Now you can see all the parameters in my model are trainable. But what I need to do is I need to make sure that the parameters in the embedding layer, they become fixed and embedding layer is used in the same sense as the convolutional blocks were used in transfer learning. Now to do that what I will do is: I will access the layers property and since embedding is my first layer which indexed as 0, I will change its trainable property false. Now, if I look at my model summary you can now see the parameters in the embedding layer are non-trainable.

In [43]:
model.layers[0].trainable=False

In [44]:
model.summary()

Model: "sequential"
_________________________________________________________________
Layer (type)                 Output Shape              Param #   
embedding (Embedding)        (None, 16, 50)            500000    
_________________________________________________________________
flatten (Flatten)            (None, 800)               0         
_________________________________________________________________
dense (Dense)                (None, 1024)              820224    
_________________________________________________________________
dense_1 (Dense)              (None, 4)                 4100      
Total params: 1,324,324
Trainable params: 824,324
Non-trainable params: 500,000
_________________________________________________________________


In [45]:
model.compile(optimizer='rmsprop',
              loss='categorical_crossentropy',
              metrics=['accuracy'])

In [46]:
model.fit(train_features,y_train,epochs=3,batch_size=32,validation_split=0.20)

Epoch 1/3
Epoch 2/3
Epoch 3/3


<keras.callbacks.History at 0x7f7f9f5c0090>

Now this will take some time I'm running my model only for 3 epochs.

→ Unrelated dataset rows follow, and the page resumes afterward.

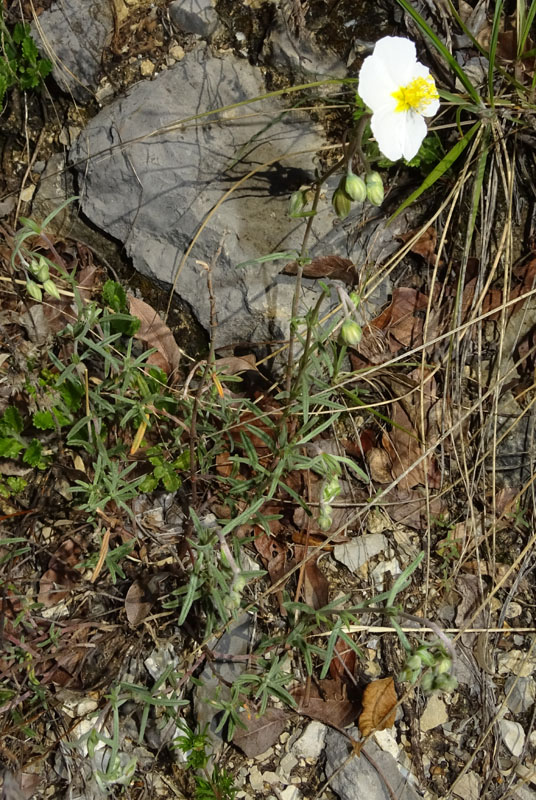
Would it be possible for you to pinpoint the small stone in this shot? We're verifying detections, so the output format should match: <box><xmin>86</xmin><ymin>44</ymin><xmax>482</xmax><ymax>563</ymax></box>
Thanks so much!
<box><xmin>504</xmin><ymin>677</ymin><xmax>536</xmax><ymax>714</ymax></box>
<box><xmin>421</xmin><ymin>694</ymin><xmax>449</xmax><ymax>733</ymax></box>
<box><xmin>499</xmin><ymin>719</ymin><xmax>525</xmax><ymax>757</ymax></box>
<box><xmin>169</xmin><ymin>44</ymin><xmax>184</xmax><ymax>61</ymax></box>
<box><xmin>292</xmin><ymin>721</ymin><xmax>328</xmax><ymax>759</ymax></box>
<box><xmin>454</xmin><ymin>772</ymin><xmax>481</xmax><ymax>800</ymax></box>
<box><xmin>279</xmin><ymin>753</ymin><xmax>298</xmax><ymax>783</ymax></box>
<box><xmin>262</xmin><ymin>772</ymin><xmax>281</xmax><ymax>786</ymax></box>
<box><xmin>140</xmin><ymin>58</ymin><xmax>156</xmax><ymax>78</ymax></box>
<box><xmin>370</xmin><ymin>558</ymin><xmax>402</xmax><ymax>591</ymax></box>
<box><xmin>333</xmin><ymin>533</ymin><xmax>387</xmax><ymax>572</ymax></box>
<box><xmin>374</xmin><ymin>730</ymin><xmax>400</xmax><ymax>761</ymax></box>
<box><xmin>506</xmin><ymin>603</ymin><xmax>523</xmax><ymax>619</ymax></box>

Now after this model trains we can see it has achieved the validation accuracy of 84%. Let’s obtain predictions from this model.

In [47]:
preds=model.predict(test_features)
preds

array([[7.9241997e-01, 1.9895509e-02, 1.3075784e-02, 1.7460869e-01],
       [7.5139076e-01, 6.9886526e-05, 1.6313244e-06, 2.4853779e-01],
       [3.4345221e-10, 3.4921861e-12, 4.5142750e-14, 1.0000000e+00],
       ...,
       [9.9993479e-01, 1.8836440e-07, 7.7958804e-09, 6.4978631e-05],
       [4.1593373e-02, 1.9883511e-05, 2.3821981e-04, 9.5814860e-01],
       [3.1795645e-01, 2.8387917e-02, 1.0119211e-01, 5.5246353e-01]],
      dtype=float32)

Fine the max probability

In [48]:
max_labels = []
for i in preds:
  max_labels.append(np.argmax(i))

Inverse transform them into their actual labels and here I'm computing the accuracy on the test data.

In [49]:
pred_labels=enc.inverse_transform(np.array(max_labels))

In [50]:
(y_test==pred_labels).sum()/pred_labels.shape

array([0.84768714])

 So, the accuracy on the test data is around 84%.